On one of the mornings whilst I laid in attempting to do work on my computer, I felt as though I was hit with a ton of bricks. Immediately it dawned on me that my posture determines my position. I was feeling this way simply because I was in a laying position attempting to do something that requires much brain power, concentration and a fully engaged mind.

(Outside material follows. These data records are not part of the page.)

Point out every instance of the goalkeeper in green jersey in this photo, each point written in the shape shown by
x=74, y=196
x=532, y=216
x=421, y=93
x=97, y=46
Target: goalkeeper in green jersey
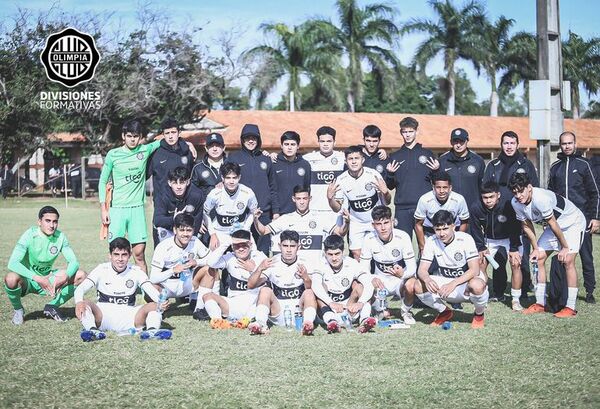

Without any further ado, I got out of bed, took a shower, went downstairs, made breakfast and on my verandah, I went in a sitting position and began working. My thinking shifted; I no longer felt lethargic; I could concentrate much more which made doing tasks much easier.
Our posture is an unconscious expression of who we are. Any change we make in this area can have a positive impact on our lives to shape our positions for the future. In 2012 Amy Cuddy did a Ted Talk encouraging us to Assume a “power posture” at least two minutes each day to improve our destiny or ‘position’. Open postures, those with our arms open, signify high power; closed postures denotes low power.
My light bulb moment forced me into research mode on the subject of posture. Here are 3 things I found and want to share:
Posture and Mood:
In an experiment, Dr. Erik Peper, San Francisco State University, tested subjects swinging their arms in an upward motion as they walked versus those who slouched. Most of the participants who walked upright reported feeling more energetic, happier, and positive. On the other hand, the ones who slouched reported opposite emotions such as feeling isolated, sleepy, sad, lonely and “zombie-like.”
Posture and Memory:
Memory recall is also affected by our posture. Subjects in a study also done by Peper, found it easier to recall situations of hopelessness, being helpless and powerless when sitting in a collapsed position and looking downward. Conversely, an upright posture improved memory in general. Maybe it is because of the increased blood flow and oxygen to the brain.
Posture and Confidence
Another study conducted by researchers at Ohio State University in 2009 found that sitting up straight reinforced confidence. In this study, 71 students were divided into two groups and instructed to maintain opposite postures while answering prompts in a business questionnaire. Those who held the upright posture had confidence in their thoughts,(Medical Daily).
It is clear that in order to get ahead we must assume the right posture, not only is it healthy, it puts us in the frame of mind to dominate every sphere of our lives. A good posture helps us gain control of our thoughts and emotions. The things we do on a regular basis quickly becomes habits. The habits we form determine our destiny. A good posture is necessary for our positions to be shifted to the next level. Our posture therefore determines our position.